Tuesday, March 17, 2009

Tap Tap Tap, Rub Rub Rub

So this morning Playette is all ready to go to daycare (thanks, SuperBD!) and I'm just getting up to get ready for work. Usually, after she's dressed, we trade off. I do her hair in our bedroom and let her watch a little TV while I work. It's not ideal, I know, but I've written before about the hairdo stress we go through so, yeah, bribery works.

Anyway, so this morning, when she gets in the room with me, her hair is already done (thanks again, SuperBD!) . But she still wants the TV on.

How do I know this?

Well, she goes...Tap Tap Tap, Rub Rub Rub.

Tap Tap Tap on the TV.

Rub Rub Rub on her chest.

I love this communication thing!

I really do get stressed out about this and I know some of my other mama-readers do too. The words Playette did seem to have are gone or at least buried beneath her current interests. (Remember "bear chair"?...hmph)

But then over the weekend, I got confirmation that she understood "cracker." She asked for a graham cracker after refusing her lunch (wassup with not wanting broccoli anymore anyway?) by taking her left first and "knocking" on her right forearm. Huzzah!

And then today? Tap Tap Tap, Rub Rub Rub.

Which tells me that she likes TV, she actually has been paying attention to it, and she understands the correct way to use the word "please" without me instructing her to do so first.

Now I have a few questions:

If you have a child in Speech Therapy, what do you expect to get out of the sessions? Right now, we go for 30 minutes per week (it's insanely expensive and we're paying out of pocket).

Do you personally think that a one-hour session every two weeks would be better?

I'm a little confused and I'm wondering if we're just throwing money away. I know that ST is more than just talking. We have issues with swallowing and communicating in general. But I must admit that talking is a biggie. And we don't really have that. Is seeing a ST for 30 minutes a week going to get her there? Or is it more important that we read and speak with Playette and just consult with an ST as needed?

I guess what I really want to know is whether or not we'd be doing her a disservice at this age if we cut out an appointment or two a month and just spent that time at home, dedicated to reading, signing, etc?

I think the more I write, the more I think I know.

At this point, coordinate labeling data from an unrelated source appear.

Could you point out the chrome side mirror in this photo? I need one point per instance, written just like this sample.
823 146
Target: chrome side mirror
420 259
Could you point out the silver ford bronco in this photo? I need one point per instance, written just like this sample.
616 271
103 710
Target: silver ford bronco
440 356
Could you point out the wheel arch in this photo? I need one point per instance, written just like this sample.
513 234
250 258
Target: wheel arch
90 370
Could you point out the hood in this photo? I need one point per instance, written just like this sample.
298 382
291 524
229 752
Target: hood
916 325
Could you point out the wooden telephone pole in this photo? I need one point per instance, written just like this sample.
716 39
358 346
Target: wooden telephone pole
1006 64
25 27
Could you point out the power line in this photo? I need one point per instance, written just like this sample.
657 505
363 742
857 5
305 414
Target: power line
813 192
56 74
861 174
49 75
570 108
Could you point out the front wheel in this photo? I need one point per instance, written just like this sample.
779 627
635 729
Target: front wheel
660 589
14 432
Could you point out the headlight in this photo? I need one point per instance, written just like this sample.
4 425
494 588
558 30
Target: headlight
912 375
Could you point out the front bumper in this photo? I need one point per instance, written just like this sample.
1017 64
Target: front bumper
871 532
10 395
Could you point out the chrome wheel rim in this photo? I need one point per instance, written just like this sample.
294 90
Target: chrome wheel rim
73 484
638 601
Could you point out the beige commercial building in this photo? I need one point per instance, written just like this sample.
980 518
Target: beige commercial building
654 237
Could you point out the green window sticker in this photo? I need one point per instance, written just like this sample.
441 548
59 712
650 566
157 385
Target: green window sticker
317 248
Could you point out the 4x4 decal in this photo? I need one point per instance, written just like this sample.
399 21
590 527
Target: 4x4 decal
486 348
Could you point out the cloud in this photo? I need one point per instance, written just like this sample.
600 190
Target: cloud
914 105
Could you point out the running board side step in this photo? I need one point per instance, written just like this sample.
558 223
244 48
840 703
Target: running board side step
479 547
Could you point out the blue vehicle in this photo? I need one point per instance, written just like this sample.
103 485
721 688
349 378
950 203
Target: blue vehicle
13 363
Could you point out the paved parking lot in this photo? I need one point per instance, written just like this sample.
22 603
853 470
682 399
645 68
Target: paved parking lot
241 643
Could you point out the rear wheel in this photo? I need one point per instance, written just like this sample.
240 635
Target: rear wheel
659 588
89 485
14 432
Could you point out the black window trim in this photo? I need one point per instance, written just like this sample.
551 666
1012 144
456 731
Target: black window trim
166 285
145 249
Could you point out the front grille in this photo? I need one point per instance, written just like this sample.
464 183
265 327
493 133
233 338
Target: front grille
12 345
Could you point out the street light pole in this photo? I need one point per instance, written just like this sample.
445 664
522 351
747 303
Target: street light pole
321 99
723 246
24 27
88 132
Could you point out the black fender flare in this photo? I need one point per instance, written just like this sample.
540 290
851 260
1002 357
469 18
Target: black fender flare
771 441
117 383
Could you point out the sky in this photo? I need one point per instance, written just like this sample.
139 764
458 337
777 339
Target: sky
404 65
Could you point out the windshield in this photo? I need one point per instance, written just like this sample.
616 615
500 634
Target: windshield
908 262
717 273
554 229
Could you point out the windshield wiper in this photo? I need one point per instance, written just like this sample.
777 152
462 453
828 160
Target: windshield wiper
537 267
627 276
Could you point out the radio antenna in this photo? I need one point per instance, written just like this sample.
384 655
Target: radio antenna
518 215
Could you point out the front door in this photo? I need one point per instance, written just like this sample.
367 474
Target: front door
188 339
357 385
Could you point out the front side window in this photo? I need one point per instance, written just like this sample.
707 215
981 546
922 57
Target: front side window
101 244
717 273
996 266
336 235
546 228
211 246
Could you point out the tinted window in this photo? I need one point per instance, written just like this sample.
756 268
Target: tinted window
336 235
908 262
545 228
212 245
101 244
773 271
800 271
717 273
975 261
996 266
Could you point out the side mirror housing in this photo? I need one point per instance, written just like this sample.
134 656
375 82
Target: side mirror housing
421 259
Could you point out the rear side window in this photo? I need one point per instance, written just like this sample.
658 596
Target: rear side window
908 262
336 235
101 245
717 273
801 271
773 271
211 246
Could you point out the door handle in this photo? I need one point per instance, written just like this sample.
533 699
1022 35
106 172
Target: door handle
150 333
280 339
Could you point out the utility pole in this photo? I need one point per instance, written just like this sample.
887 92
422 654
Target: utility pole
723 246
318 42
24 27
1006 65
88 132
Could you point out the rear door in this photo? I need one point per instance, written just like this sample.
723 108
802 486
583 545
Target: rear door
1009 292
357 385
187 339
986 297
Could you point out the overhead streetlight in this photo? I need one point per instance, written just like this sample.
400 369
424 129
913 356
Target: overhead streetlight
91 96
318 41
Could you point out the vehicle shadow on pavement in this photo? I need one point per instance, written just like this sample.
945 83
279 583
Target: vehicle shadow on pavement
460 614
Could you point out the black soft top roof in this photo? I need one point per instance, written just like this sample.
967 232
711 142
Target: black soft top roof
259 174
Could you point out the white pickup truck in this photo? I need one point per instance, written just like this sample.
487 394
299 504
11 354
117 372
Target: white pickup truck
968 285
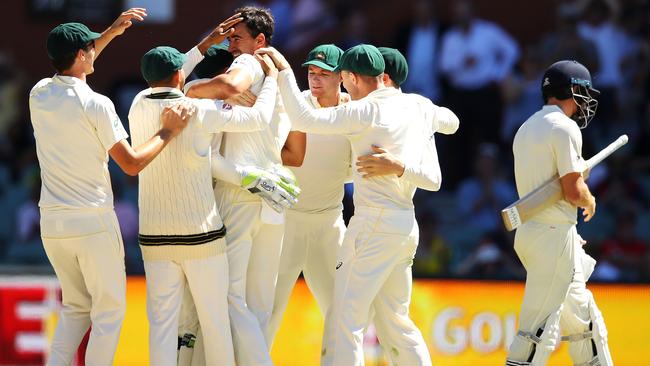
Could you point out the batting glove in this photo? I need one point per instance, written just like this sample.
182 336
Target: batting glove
280 193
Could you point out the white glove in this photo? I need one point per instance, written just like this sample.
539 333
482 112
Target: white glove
279 192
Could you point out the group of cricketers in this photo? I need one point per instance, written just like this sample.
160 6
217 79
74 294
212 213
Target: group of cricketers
241 179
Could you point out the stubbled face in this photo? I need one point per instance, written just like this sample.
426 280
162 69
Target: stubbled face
322 82
88 59
242 42
349 82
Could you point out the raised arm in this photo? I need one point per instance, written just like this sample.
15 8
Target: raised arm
124 21
223 86
218 35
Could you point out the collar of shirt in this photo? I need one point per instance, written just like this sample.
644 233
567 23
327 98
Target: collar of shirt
383 93
69 80
166 90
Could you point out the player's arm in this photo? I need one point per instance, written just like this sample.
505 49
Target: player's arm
576 192
223 86
218 35
347 119
133 160
566 141
220 117
293 151
445 121
425 175
118 27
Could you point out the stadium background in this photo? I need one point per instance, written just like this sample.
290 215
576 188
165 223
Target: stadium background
469 281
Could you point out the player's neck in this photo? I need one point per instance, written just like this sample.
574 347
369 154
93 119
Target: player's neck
74 73
329 100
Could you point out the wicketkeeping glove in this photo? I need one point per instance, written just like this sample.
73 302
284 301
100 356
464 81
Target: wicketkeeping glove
279 192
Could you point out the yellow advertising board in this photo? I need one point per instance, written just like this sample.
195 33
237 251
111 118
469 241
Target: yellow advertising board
463 322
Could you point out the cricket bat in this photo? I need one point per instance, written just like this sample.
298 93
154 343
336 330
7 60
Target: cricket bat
550 192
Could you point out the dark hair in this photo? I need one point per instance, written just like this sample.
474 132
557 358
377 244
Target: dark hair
63 63
258 20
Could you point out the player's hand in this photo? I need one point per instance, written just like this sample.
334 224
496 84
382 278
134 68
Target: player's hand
278 59
267 65
175 118
245 99
125 20
220 33
590 210
278 193
379 163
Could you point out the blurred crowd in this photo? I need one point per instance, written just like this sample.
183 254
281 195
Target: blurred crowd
467 63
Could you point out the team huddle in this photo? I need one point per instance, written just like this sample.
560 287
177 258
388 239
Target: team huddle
241 181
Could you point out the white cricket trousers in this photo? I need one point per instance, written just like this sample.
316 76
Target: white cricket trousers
253 249
374 270
85 248
207 279
310 245
555 295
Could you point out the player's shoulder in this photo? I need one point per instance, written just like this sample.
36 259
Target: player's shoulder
40 85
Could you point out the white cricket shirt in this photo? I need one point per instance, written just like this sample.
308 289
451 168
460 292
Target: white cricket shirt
384 118
261 148
324 170
175 194
74 128
548 144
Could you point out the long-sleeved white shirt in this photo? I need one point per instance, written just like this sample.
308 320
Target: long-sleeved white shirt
493 50
385 118
175 189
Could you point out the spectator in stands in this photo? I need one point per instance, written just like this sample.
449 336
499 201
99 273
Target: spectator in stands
565 42
522 93
419 40
476 56
625 250
481 197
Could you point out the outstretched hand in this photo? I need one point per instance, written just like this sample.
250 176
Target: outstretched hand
267 65
125 20
278 59
220 33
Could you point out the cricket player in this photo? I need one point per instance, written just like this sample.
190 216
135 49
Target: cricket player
374 263
76 129
549 144
255 230
267 185
181 233
314 226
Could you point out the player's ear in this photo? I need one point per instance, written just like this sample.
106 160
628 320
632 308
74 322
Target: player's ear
260 40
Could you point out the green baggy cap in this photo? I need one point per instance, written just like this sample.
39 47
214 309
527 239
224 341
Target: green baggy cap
325 56
160 63
362 59
396 66
216 59
68 38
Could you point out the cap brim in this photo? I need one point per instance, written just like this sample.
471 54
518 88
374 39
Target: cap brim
93 36
320 64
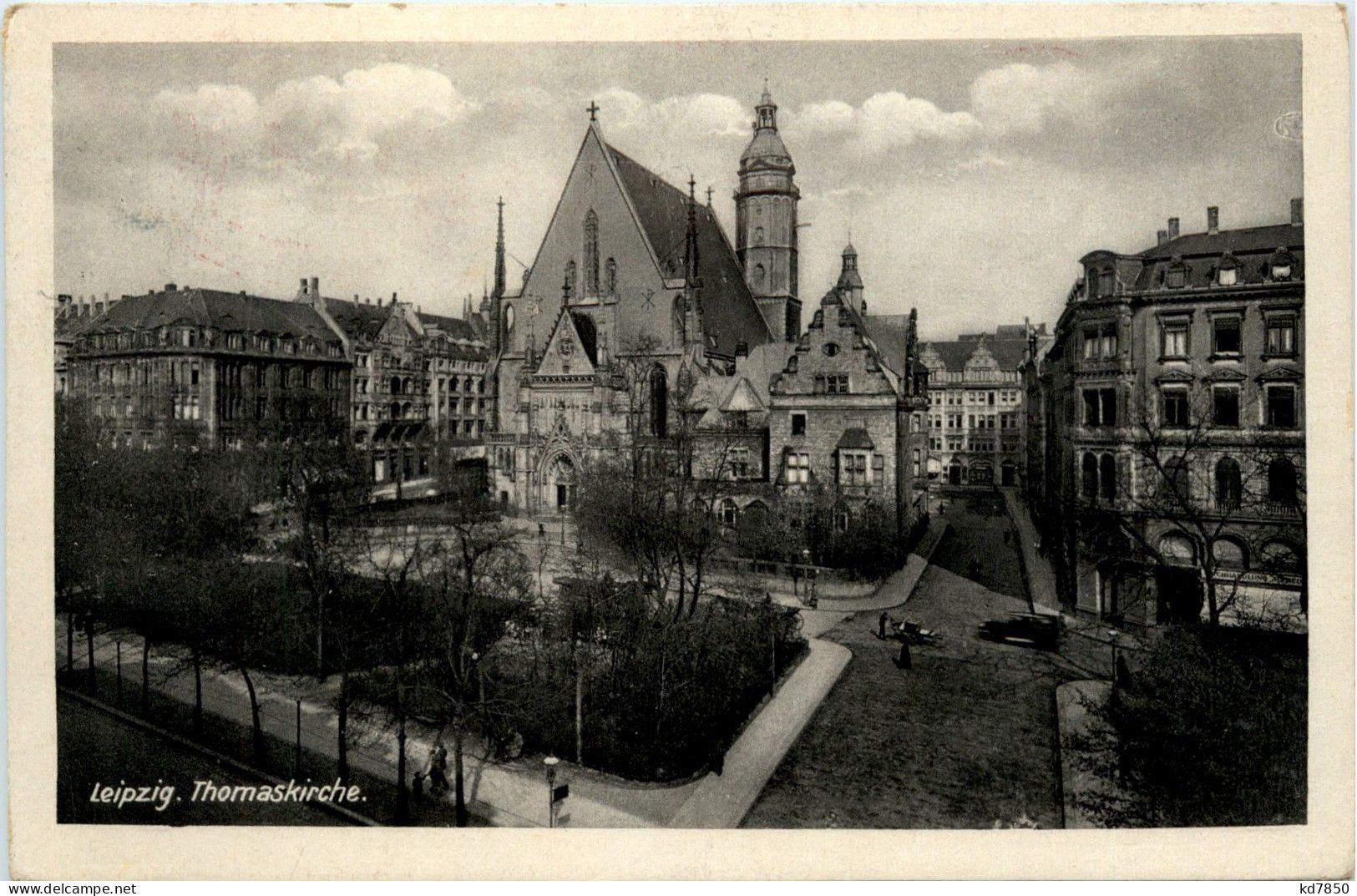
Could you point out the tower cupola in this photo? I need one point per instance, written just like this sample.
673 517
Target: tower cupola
766 223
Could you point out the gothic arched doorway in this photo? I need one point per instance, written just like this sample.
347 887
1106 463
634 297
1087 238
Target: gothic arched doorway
560 485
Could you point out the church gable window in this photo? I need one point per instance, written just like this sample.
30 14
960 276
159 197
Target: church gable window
592 253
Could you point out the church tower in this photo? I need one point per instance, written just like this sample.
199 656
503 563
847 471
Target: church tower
766 225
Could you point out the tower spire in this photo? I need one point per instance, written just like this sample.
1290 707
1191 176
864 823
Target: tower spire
499 250
690 249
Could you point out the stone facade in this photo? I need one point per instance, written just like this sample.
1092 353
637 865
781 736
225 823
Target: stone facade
976 403
1179 371
236 367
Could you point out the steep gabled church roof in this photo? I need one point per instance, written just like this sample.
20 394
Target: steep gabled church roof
729 310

I'd still love to hear from you all though.


AZ Chapman said...

hmm I think a good ST is a worth will investment. You should be able to get one through CCS or EI along with Pt and OT for free under IDEA for more info email me at vnavfam@gmail.com

Tricia said...

I am all over the board on this one. I think ST is really important, but it depends on the ST as well. Ours, frankly, sucks. I am tempted to take her out of that and spend some money on someone with some passion.

Sonia said...

I was just wondering why you guys are paying for it instead of the R.C.?

I agree with Trish though, it's worth it unless the therapist sucks!

sheree said...

that is SO cool that she is able to communicate like that! I obviously have no advice, but I agree that paying out of pocket is not cool. I know you have trouble with services in your area sometimes, so I hope you can get it figured out so ST can be of no charge to you!

Beth said...

I just happened across your blog. My daughter with Ds is 11. Yes, speech is helpful IF the therapist is worth it.

It sounds like your daughter could use oral motor therapy--TalkTools. It is an excellent program that works on the muscles in the mouth (imagine--no more tongue protrusion--yes, it can happen!) An evaluation costs about $600, but then you are given a program plan that will last you for 6+ months. The daycare can do the exercises with her (takes about 15 minutes), and then you can do them on the weekend.

The other thing I'd suggest is to start her on reading flashcards. If you are unfamiliar with early reading for individuals with Ds, it is one of the BEST ways for our visual kids to access language. You can make your own flashcards (5-10 high interest words--like "cracker" and "tv", etc) and just go through them daily, say and sign each one--don't sound out the words, just say them quickly--one second on each card. That should take about 15 seconds total. Keep inputting for a couple months and soon you'll discover that your child recognizes words! www.loveandlearning.com is an early reading program. They have an online demonstration (I haven't actually watched it, but I think it's what they used to send out on videotape when we started 10 years ago.).

I give credit to much of my daughter's speech clarity to TalkTools and sight reading.

I very much like your not-wait-and-see attitude--you are obviously an excellent advocate for your daughter.

It's so very hard in the early years. That dodgeball slam doesn't come very often--the comparisons with typically developing children don't hurt as much.

You might appreciate reading a recent blog post of mine (March 12, 2009).

I wish you joys unimagined.

Sonia said...

Speech seems to be on top of everyone's minds lately! I just talked about it too and also mentioned talktools.net.

Interesting? Not sure if it's a sign for you or for me???